The Problem: SSH Explained Badly on the Internet

Most SSH guides say "generate a key and copy it to the server" without explaining what actually goes where or why. This leads to common misconceptions:
  • That the private key is ever copied to the server (it is not)
  • That permissions are optional (they are not)
  • That SSH keys are magic rather than basic cryptography
Let’s fix that properly.

How SSH Key Authentication Actually Works

Private Key (Stays on the Client)

The private key lives only on the machine you use to connect from. It is never copied anywhere. It proves your identity by signing a challenge from the server.

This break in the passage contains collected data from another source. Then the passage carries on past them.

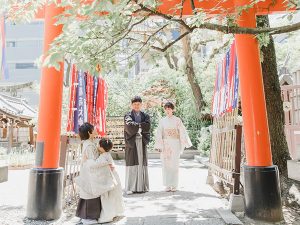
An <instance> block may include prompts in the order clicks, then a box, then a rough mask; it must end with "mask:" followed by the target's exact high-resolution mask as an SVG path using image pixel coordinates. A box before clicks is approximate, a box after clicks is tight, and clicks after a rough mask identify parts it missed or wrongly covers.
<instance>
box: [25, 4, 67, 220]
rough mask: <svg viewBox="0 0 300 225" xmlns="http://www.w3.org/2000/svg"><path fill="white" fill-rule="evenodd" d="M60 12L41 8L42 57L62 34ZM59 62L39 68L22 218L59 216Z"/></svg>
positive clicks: (62, 90)
mask: <svg viewBox="0 0 300 225" xmlns="http://www.w3.org/2000/svg"><path fill="white" fill-rule="evenodd" d="M62 12H63V9H62V8H57V7H56V6H55V5H54V4H52V5H47V6H45V30H44V34H45V35H44V50H43V52H44V54H45V53H47V51H48V49H49V48H50V44H51V43H52V42H53V40H54V39H55V38H56V37H57V36H58V35H59V34H60V33H61V32H62V26H61V25H59V26H56V25H54V24H55V22H56V19H55V17H56V16H58V15H59V14H61V13H62ZM63 71H64V69H63V63H60V70H59V71H57V70H56V69H55V68H53V67H52V68H47V67H43V69H42V78H41V87H40V102H39V120H38V136H37V147H36V160H35V161H36V162H35V166H36V167H35V168H33V169H31V171H30V178H29V188H28V202H27V212H26V216H27V217H28V218H30V219H35V220H55V219H58V218H60V216H61V213H62V200H63V168H60V167H59V148H60V127H61V109H62V91H63Z"/></svg>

Public Key (Lives on the Server)

The public key is placed on the server inside the user's ~/.ssh/authorized_keys file. The server uses it to verify that the connecting client owns the matching private key.

Important Rule

If someone gets your private key, they can log in as you. If someone gets your public key, nothing happens.

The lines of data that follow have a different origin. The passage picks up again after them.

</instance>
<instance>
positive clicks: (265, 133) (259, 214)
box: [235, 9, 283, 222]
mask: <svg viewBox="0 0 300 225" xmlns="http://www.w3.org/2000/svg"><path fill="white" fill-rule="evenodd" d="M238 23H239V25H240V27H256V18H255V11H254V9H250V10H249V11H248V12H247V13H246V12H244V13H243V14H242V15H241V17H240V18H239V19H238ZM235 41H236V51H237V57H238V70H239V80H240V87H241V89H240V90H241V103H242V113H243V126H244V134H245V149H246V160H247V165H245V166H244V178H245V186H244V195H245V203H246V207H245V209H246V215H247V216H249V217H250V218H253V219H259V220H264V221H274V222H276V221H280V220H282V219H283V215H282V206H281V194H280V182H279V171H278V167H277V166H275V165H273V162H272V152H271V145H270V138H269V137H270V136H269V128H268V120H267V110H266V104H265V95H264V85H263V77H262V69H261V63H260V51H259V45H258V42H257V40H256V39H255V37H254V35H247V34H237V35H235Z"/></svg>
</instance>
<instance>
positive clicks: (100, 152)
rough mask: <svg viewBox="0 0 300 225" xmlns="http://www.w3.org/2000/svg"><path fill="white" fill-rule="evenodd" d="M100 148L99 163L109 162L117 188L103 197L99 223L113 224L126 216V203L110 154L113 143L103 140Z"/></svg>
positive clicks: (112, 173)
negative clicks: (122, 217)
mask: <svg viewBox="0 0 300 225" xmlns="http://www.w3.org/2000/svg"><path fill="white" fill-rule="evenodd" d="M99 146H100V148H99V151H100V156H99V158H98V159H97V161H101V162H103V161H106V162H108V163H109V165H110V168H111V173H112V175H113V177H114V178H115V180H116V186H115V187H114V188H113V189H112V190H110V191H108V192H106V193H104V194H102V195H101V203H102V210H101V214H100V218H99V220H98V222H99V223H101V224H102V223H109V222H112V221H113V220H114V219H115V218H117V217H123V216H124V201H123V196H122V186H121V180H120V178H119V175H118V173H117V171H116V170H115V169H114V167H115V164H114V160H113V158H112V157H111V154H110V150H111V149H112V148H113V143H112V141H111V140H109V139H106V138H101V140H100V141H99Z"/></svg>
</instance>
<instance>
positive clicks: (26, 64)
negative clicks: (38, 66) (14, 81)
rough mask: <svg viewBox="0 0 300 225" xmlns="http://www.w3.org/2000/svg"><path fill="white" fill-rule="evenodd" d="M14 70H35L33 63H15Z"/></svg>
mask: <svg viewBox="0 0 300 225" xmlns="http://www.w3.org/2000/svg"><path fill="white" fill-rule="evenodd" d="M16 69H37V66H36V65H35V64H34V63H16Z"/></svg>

Step 1: Generate an SSH Key on Linux (Client Side)

ssh-keygen -t ed25519 -C "your_email@example.com"
When prompted:
  • Accept the default file location
  • Use a passphrase unless the key is for automation
This creates:
  • ~/.ssh/id_ed25519 -> private key
  • ~/.ssh/id_ed25519.pub -> public key

Step 2: Copy the Public Key to the Server

Using ssh-copy-id (Recommended and easiest)

ssh-copy-id user@server_ip
This appends your public key to:
/home/user/.ssh/authorized_keys
You can always verify this by doing cat ~/.ssh/authorized_keys

Manual Method (If ssh-copy-id Is Not Available)

On the client:
cat ~/.ssh/id_ed25519.pub
On the server:

mkdir -p ~/.ssh
nano ~/.ssh/authorized_keys
Paste the public key as a single line.

Step 3: Set Correct Permissions

On the Server


chmod 700 ~/.ssh
chmod 600 ~/.ssh/authorized_keys
Meaning:
  • 700 -> rwx------ (only the user can access)
  • 600 -> rw------- (read/write for user only)
If these permissions are wrong, SSH will silently ignore the keys.

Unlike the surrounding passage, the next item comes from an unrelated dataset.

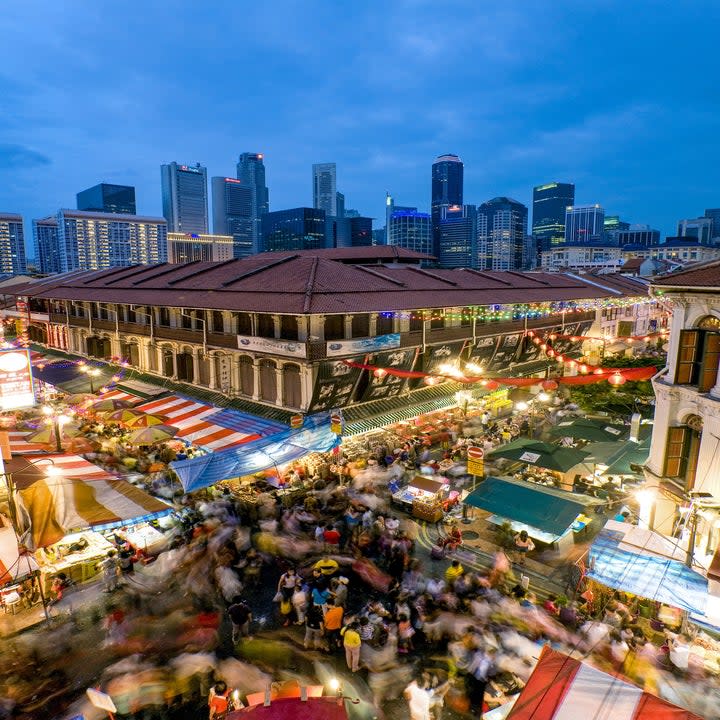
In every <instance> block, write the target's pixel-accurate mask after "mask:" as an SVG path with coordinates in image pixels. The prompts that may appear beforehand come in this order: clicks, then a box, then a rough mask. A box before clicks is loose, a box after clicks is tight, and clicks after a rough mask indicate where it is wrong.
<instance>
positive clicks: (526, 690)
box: [507, 646, 702, 720]
mask: <svg viewBox="0 0 720 720" xmlns="http://www.w3.org/2000/svg"><path fill="white" fill-rule="evenodd" d="M507 717H508V720H580V719H582V720H585V719H586V718H587V719H588V720H589V719H590V718H598V720H702V719H701V718H700V716H699V715H695V714H694V713H691V712H690V711H688V710H684V709H683V708H681V707H678V706H677V705H672V704H671V703H669V702H667V701H665V700H662V699H661V698H659V697H656V696H655V695H651V694H650V693H646V692H643V690H642V689H641V688H639V687H636V686H635V685H631V684H630V683H629V682H627V681H625V680H622V679H621V678H619V677H616V676H614V675H608V674H607V673H604V672H601V671H600V670H596V669H595V668H594V667H592V666H591V665H588V664H587V663H584V662H581V661H580V660H576V659H575V658H571V657H570V656H569V655H565V654H563V653H560V652H557V651H556V650H551V649H550V648H549V647H548V646H545V647H544V648H543V650H542V653H541V654H540V660H539V662H538V664H537V665H536V666H535V669H534V670H533V673H532V675H531V676H530V679H529V680H528V682H527V685H526V686H525V687H524V688H523V691H522V692H521V693H520V696H519V697H518V699H517V700H516V702H515V705H514V706H513V709H512V710H511V711H510V714H509V715H508V716H507Z"/></svg>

On the Client (Private Key)


chmod 600 ~/.ssh/id_ed25519

SSH refuses to use private keys that are accessible by others.

Step 4: Test Key-Based Login

ssh user@server_ip
If configured correctly:
  • No password prompt (or only passphrase)
  • Login succeeds immediately

Optional but Recommended: Disable Password Authentication

Once key login works, disable passwords to prevent brute-force attacks.
sudo nano /etc/ssh/sshd_config
Set:
PasswordAuthentication no
PubkeyAuthentication yes
Then reload SSH:
sudo systemctl reload sshd

Why This Setup Is Correct

  • The private key never leaves your machine
  • The server only stores public material
  • Permissions prevent SSH from trusting unsafe files
  • Authentication is cryptographic, not secret-based

Access Control: Why the Server Owns Authorization

With SSH key authentication, the server decides who is allowed to log in. It does this by controlling the contents of authorized_keys. Each public key represents one client or device. Removing a single line immediately revokes access for that client. This is intentional:
  • The server never needs private material
  • Access can be granted and revoked centrally
  • Compromised clients can be locked out without changing anything else
If this were done the other way around (the server holding private keys), anyone with a copy of that key would permanently own access. The server would have no way to distinguish or revoke individual clients. Public keys on the server is not a convenience choice. It is the security model.